Witness how the websites for Alvin and the Chipmunks and The Golden Compass urge potential viewers to identify with a specific group of animal counterparts. The Alvin movie spurs participation in the franchise, by having visitors record their voices and then have them "munked." (Click to play.)

In the case of The Golden Compass, site users fill out an entire personality test, which is used for the purpose of identifying their "daemon" or spiritual familiar. It's a strategy also used in the procedural rhetoric of Internet dating sites or online recruitment by the military and the CIA.

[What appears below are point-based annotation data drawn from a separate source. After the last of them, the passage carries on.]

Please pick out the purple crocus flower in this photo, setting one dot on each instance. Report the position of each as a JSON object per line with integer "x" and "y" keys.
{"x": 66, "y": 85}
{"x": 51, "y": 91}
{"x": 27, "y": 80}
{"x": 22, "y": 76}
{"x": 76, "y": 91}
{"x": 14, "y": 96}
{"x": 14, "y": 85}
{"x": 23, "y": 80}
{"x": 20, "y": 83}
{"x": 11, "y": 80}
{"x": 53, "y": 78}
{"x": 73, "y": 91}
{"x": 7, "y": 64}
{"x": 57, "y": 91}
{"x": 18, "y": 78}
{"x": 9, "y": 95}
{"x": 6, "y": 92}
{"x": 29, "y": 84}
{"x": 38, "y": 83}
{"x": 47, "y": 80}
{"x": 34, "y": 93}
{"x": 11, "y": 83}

Lévi-Strauss contended that totemism as it was supposedly practiced by "savages" closely identified with the natural realm did not really exist, as it had been described by his predecessors. Much like the concept of hysteria that had emerged in psychology contemporaneously, Lévi-Strauss wrote that "once we are persuaded to doubt that it is possible arbitrarily to isolate certain phenomena and to group them together as diagnostic signs of an illness, or of an objective institution, the symptoms themselves vanish or appear refractory to any unifying interpretation." "Totemism" for Lévi-Strauss could be recognized as a form of metaphorical thought in which the metaphorical construct depended not on organic similarities but rather on systematic differences. Thus nature serves as a metaphor for culture.